No Tawana Brawley, No 1619 Project
But no one inspired me more, gave me more courage to trumpet my narrative, than 1980s civil rights hero Tawana Brawley. In 1987, Brawley pioneered the field of Creative Recollection and Retributive Group Justice (CRRGJ), when she fearlessly shared her truth about a white gang of policemen and a prosecutor sexually assaulting her and smearing her with feces. We wouldn’t have the great narrative of the 1619 Project in our children’s schools, if Brawley hadn’t shown us how to practice CRRGJ proudly.
When TSCFKAJB announced that due to a campaign promise to a black politician, it was narrowing the search for a new Supreme Court justice to candidates with black skin and lady parts, I was intrigued. Here, I thought, was a chance for TSCFKAJB to show historic leadership. If those criteria were what really mattered, then why not prove that?

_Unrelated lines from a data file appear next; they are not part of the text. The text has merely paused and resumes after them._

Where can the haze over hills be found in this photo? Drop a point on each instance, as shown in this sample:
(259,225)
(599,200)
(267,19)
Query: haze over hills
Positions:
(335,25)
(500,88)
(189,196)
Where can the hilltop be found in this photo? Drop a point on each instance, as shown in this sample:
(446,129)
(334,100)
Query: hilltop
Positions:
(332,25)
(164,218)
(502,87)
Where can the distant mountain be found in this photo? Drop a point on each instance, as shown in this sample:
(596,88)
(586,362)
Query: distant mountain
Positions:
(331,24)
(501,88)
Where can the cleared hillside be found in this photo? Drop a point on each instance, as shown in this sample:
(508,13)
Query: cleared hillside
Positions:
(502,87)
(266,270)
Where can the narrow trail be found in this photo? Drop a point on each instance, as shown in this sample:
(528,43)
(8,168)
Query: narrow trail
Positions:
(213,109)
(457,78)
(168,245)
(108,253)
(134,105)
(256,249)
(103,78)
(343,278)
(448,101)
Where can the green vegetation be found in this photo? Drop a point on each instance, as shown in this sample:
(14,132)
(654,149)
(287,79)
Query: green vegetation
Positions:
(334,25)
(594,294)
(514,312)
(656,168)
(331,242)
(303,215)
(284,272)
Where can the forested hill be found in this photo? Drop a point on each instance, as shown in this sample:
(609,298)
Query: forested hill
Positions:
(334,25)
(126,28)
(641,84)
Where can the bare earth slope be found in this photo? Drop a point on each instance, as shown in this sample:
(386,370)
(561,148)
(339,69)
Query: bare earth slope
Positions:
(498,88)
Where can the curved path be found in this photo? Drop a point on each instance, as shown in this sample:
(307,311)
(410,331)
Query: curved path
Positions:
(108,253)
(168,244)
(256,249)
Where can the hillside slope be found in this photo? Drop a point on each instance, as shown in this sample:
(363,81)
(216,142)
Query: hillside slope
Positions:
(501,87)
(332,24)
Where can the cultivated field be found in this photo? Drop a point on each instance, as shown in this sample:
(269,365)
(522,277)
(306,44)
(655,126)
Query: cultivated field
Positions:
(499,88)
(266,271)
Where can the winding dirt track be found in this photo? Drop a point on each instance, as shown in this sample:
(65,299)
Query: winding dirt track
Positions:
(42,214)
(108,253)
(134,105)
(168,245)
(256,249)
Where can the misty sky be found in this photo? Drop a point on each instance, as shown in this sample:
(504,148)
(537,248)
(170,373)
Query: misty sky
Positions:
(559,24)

The best way to do that would have been to choose someone who embodied only those qualities, without tipping our hats to old-timey, white supremacist values like “judicial experience,” or “constitutional knowledge” or even “a law degree.” Roger Taney, who wrote the Dredd Scott decision, had all those things. Are we looking to him for leadership? Is he our example?
It Could Have Been Tawana
No. I thought we should be looking to Tawana. And I said so. I said that TSCFAKAJB should nominate Miss Brawley, if only to defy the archaic standards of a Eurocentric elitism. I was ready to do my part, to share my truth of how Miss Brawley had sexually molested me during the 1980s, perhaps even on the same evening as her kidnapping by the white gang of cops and prosecutors. But I never got the chance to tell that story.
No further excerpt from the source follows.